Whisky: 100% rating on Rotten Tomatoes
Hijos de la Guerra: window into MS-13
“We want to reach out to members of the community who take an interest in foreign films, including immigrants to Middle Tennessee.”Whisky and Hijos de la Guerra are two Latin American works among 14 foreign films to be screened for free during a foreign film series at Vanderbilt University every Wednesday evening until April 16 except for spring break. Two bonus screenings will occur on Mondays.
The International Lens series begins Wednesday, Jan. 23, with Milano Calibro 9, an Italian crime caper from 1972.
All films begin at 7 p.m. in Sarratt Cinema in the Sarratt Student Center on the Vanderbilt campus and are free and open to the public. Most will feature introductions by experts from Vanderbilt and other universities, and some will have discussion periods after the screenings.
“One of Vanderbilt’s missions is to make our students true global citizens,” said Sherif Barsoum, director of international student and scholar services. “One way to do that is through the lens of film.
“We also want to reach out to members of the community who take an interest in foreign films, including immigrants to Middle Tennessee.”
The series is sponsored by the Office of the Dean of Students and various departments at Vanderbilt collaborated to select the films and line up guest commentators. In some cases, the films are coordinated with the syllabuses of Vanderbilt courses and incorporated into classroom work.
“We hope these screenings complement the strong offerings at the Belcourt Theatre near Vanderbilt, with whom we continue to have a partnership,” said JoEl Logiudice, director of the office of arts and creative engagement.
The Latin American lineup for the International Lens series:
Wednesday, March 12, Hijos de la Guerra (2007) from the United Kingdom, directed by Alexandre Fuchs.

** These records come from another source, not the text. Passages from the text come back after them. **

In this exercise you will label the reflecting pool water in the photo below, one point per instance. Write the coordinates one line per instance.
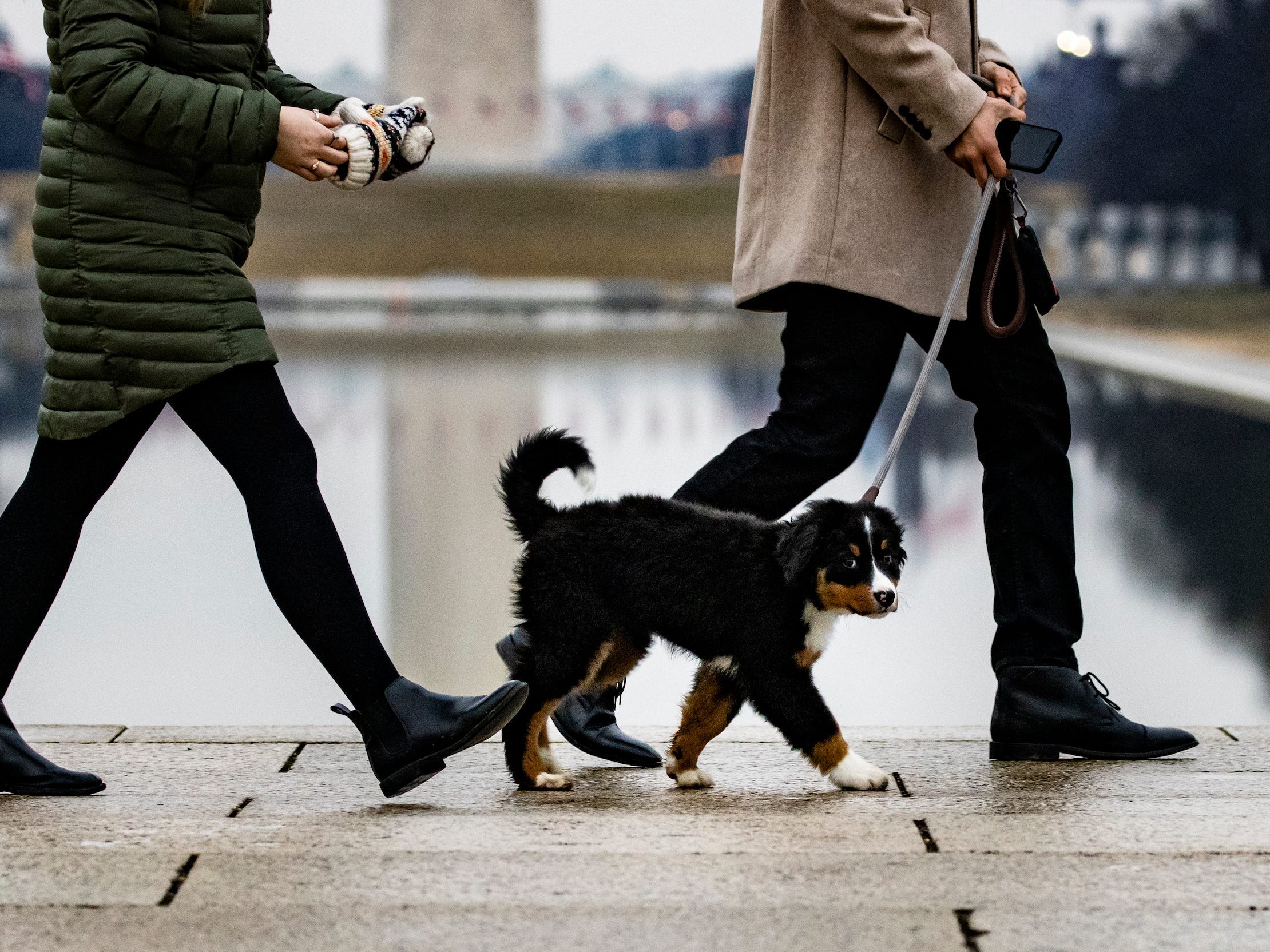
(164, 618)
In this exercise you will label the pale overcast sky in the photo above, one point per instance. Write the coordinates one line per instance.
(652, 38)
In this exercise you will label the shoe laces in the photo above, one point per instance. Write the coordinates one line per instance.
(1100, 688)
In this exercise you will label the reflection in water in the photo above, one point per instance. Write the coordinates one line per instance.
(164, 618)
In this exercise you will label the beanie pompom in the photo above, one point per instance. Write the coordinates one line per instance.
(384, 141)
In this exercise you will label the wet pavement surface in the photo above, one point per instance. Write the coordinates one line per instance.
(204, 841)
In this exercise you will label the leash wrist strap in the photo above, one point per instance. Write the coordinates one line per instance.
(963, 273)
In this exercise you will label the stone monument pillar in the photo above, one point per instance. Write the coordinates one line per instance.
(477, 64)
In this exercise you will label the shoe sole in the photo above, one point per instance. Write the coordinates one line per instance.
(1000, 751)
(595, 751)
(422, 771)
(46, 792)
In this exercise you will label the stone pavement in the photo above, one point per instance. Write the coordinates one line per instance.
(276, 838)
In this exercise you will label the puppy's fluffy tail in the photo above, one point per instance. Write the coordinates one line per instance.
(530, 464)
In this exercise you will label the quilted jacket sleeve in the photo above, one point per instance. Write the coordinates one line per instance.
(912, 74)
(108, 80)
(295, 91)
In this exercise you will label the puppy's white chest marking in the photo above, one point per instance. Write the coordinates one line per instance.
(820, 624)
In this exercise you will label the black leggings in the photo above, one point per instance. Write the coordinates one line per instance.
(244, 419)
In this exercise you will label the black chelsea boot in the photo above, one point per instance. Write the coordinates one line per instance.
(1043, 711)
(23, 771)
(588, 722)
(409, 734)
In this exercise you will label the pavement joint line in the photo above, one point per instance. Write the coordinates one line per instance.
(295, 756)
(969, 935)
(240, 808)
(931, 846)
(178, 880)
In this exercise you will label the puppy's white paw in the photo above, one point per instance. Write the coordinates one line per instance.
(856, 774)
(549, 763)
(553, 781)
(694, 780)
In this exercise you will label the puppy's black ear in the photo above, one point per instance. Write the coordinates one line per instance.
(797, 549)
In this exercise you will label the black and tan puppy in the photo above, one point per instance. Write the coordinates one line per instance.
(755, 601)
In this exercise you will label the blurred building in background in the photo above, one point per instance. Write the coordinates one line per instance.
(23, 89)
(611, 121)
(477, 62)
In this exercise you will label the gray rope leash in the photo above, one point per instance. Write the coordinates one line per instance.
(963, 272)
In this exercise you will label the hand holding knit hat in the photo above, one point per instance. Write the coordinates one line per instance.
(384, 141)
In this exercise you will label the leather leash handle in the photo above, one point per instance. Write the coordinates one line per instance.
(955, 292)
(1003, 244)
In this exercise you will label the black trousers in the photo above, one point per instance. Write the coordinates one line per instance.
(840, 353)
(243, 417)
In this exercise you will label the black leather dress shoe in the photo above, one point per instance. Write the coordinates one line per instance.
(588, 722)
(1046, 711)
(23, 771)
(413, 730)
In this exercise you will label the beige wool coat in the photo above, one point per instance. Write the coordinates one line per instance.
(844, 181)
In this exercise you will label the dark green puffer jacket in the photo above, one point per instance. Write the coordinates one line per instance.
(159, 128)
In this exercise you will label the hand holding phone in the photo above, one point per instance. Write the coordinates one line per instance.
(977, 150)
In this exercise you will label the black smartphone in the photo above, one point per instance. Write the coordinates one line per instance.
(1028, 148)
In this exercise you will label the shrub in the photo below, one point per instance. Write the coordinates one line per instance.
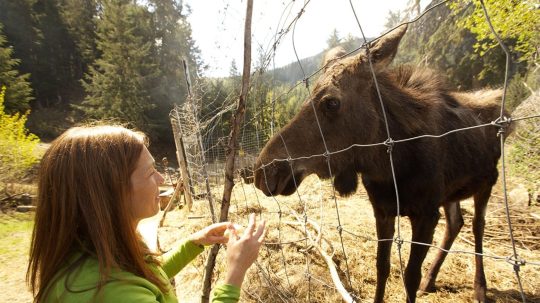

Presented by the Center for Latin American and Iberian Studies. A documentary about the violent gang Mara Salvatrucha, or MS-13.
Wednesday, April 16, Whiskey (2004) from Uruguay, directed by Juan Pablo Rebella and Pablo Stoll. Presented by the Spanish and Portuguese Department. One reviewer called it "one of the ten best South American movies in recent years" and "a film about Uruguay, represented here in Jacobo's character. This once prosperous country, nicknamed "the Switzerland of South America", is now a country in dire need of technological updating, of restoration of its architectural treasures, and of serious political planning and execution of its economic and social future, and is paying high stakes for decades of unrealistic labor legislation." -IMDB. As of January 23, Whisky's Rotten Tomatoes rating is a perfect 100%.
The full lineup is here.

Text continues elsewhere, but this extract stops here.